Yellowstone National Park has been a place of restricted human activity for decades. Eagles, ospreys, magpies, Steller's jays and other birds are there in relative abundance. A few years ago, however, park rangers began to notice a decline in migratory songbirds nesting in Yellowstone. This has been linked, interestingly, to the shooting and removal of wolves from the park by humans in response to complaints from surrounding ranchers.

Vertac

The Vertac plant site in Jacksonville was where Agent Orange, a powerful defoliant used in the Vietnam War, was produced in the 1960s. The manufacturing of this product was so toxic to the environment around the plant that people living nearby were blaming the site for cancer in humans. Fish in the Bayou Meto watershed were dying, and eating the fish was deemed harmful to children and pregnant women. Though there is scant evidence of the avian and botanical features of the landscape before the plant opened, it is obvious that by 1970 the immediate area had become a wasteland. Without grain-bearing grasses and flowering plants to attract insects, and the loss of suitable trees for nesting sites, the birds lost habitat and abandoned the area for greener pastures.

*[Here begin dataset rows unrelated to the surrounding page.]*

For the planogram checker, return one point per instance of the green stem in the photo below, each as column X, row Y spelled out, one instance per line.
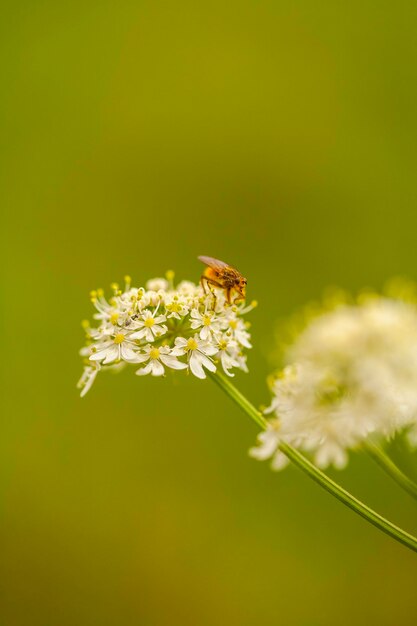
column 390, row 468
column 317, row 475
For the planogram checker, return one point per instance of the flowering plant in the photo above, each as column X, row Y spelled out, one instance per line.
column 350, row 378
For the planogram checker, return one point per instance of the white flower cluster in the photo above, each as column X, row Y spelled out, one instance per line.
column 354, row 376
column 161, row 327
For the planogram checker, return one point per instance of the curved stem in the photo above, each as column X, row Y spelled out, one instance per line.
column 314, row 473
column 390, row 468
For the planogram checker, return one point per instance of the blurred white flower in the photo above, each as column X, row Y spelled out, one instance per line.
column 198, row 354
column 164, row 326
column 150, row 325
column 157, row 358
column 355, row 376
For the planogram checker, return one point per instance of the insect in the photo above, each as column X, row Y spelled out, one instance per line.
column 223, row 276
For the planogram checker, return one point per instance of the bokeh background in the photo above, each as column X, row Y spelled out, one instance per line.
column 278, row 136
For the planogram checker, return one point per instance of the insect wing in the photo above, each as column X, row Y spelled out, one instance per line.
column 214, row 263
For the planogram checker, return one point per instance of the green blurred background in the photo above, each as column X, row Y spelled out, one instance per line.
column 278, row 136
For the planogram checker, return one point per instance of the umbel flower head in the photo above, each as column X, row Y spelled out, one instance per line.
column 351, row 375
column 161, row 327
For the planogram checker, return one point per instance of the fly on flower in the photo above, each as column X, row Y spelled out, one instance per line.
column 223, row 276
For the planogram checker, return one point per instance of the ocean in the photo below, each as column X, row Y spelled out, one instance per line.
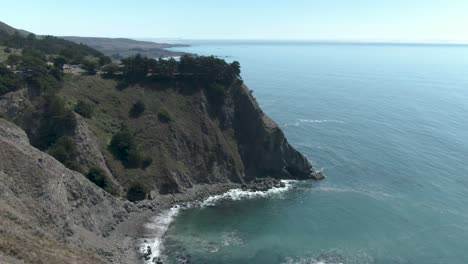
column 388, row 126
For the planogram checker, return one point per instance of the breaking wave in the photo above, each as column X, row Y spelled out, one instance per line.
column 300, row 121
column 239, row 194
column 155, row 231
column 158, row 226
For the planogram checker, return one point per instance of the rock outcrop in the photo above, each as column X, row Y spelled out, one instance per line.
column 262, row 145
column 49, row 214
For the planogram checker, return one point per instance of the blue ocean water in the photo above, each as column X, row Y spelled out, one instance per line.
column 388, row 124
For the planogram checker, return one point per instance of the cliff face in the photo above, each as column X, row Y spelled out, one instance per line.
column 203, row 144
column 205, row 149
column 49, row 213
column 262, row 145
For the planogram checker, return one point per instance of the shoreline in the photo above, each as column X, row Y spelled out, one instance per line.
column 129, row 234
column 141, row 230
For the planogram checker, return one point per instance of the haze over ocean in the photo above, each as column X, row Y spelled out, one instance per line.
column 387, row 123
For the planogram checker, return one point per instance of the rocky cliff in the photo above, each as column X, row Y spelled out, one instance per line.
column 51, row 214
column 202, row 144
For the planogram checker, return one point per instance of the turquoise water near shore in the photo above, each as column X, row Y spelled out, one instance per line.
column 388, row 124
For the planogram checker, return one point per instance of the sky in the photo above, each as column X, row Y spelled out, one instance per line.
column 329, row 20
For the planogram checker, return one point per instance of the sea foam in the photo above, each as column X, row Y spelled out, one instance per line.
column 239, row 194
column 159, row 224
column 157, row 228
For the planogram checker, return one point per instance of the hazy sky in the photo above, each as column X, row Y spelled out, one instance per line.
column 376, row 20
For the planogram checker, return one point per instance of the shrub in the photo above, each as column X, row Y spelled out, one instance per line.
column 110, row 70
column 146, row 162
column 84, row 109
column 64, row 150
column 56, row 121
column 98, row 176
column 216, row 94
column 164, row 116
column 136, row 192
column 90, row 66
column 124, row 148
column 137, row 109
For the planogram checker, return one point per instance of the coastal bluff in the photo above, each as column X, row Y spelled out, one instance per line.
column 45, row 204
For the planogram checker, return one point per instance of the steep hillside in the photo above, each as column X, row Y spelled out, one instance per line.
column 11, row 30
column 49, row 214
column 94, row 151
column 119, row 48
column 200, row 145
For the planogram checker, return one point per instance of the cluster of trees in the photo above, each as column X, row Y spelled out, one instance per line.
column 137, row 109
column 208, row 72
column 124, row 148
column 50, row 45
column 83, row 108
column 206, row 69
column 8, row 80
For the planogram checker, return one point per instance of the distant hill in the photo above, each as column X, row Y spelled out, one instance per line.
column 11, row 30
column 123, row 47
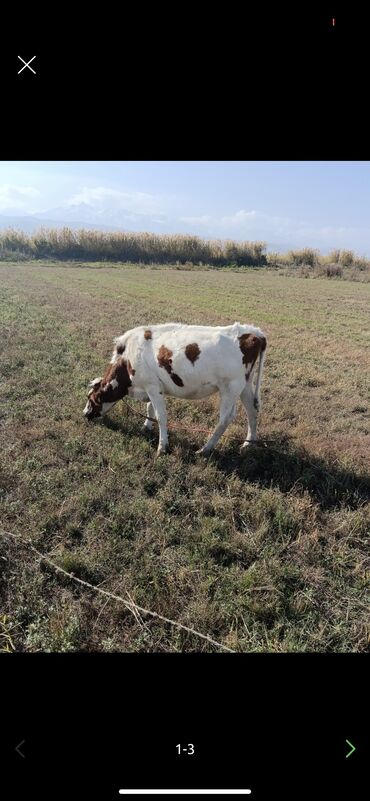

After millions of Superfund dollars spent in cleanup efforts, the 200 acres around Vertac are slowly putting their natural ecosystem in order. Parts of the reclaimed property have become suitable for safe land use purposes and have been given to the city of Jacksonville for use as a firefighters' training area, a shooting range and a recycling center. The 93-acre core manufacturing space for Agent Orange has been fenced away from the public, and runoff-water and soil-treatment systems have been implemented there for two generations.

Terracon, an environmental engineering firm, is in charge of monitoring the site and protecting the adjacent areas from further ecological decay. Coyotes have replaced humans at the top of the food chain inside the fences at Vertac. Recently a group of avid bird-watchers was allowed inside those fences. The birders found 43 species of birds on their four-hour visit. There were many more birds and animals at the waste site than the birders were accustomed to seeing in such a small area. The symbiotic relationship of bird populations to human activity seen in Korea, Chernobyl and Yellowstone is being played out at Vertac on smaller scale.

People shape the landscape for human needs without regard for avian survival. People build roads and travel down them at a high rate of speed, causing millions of bird deaths by collision each year. They build houses with many glass windows that kill birds when they fly into them. They plant exotic grasses on their lawns that provide no nutrition for birds. Humans protect domestic and feral cats and dogs that ravage nesting wild birds. Little boys test their BB gun skills on songbirds. Such things do not happen at Vertac. The human activity conducted by Terracon at the site is limited to cleaning the water, planting nutritious grasses and trees, and preventing the shooting of coyotes or the poaching of the ducks, turkey and deer.

These five locations are not the only places where trophic cascade is at work. It is also seen in Appalachia, Illinois, Arizona, Indiana and Kentucky, where the spoil banks of strip mining left vast tracts of land uninhabited or uninhabitable; on the politically divided island of Cyprus with a DMZ of its own; in the Galapagos Islands; and Catalina Island off the California coast. In all of these places where humans are not the dominant species, the impact upon the birds is clear.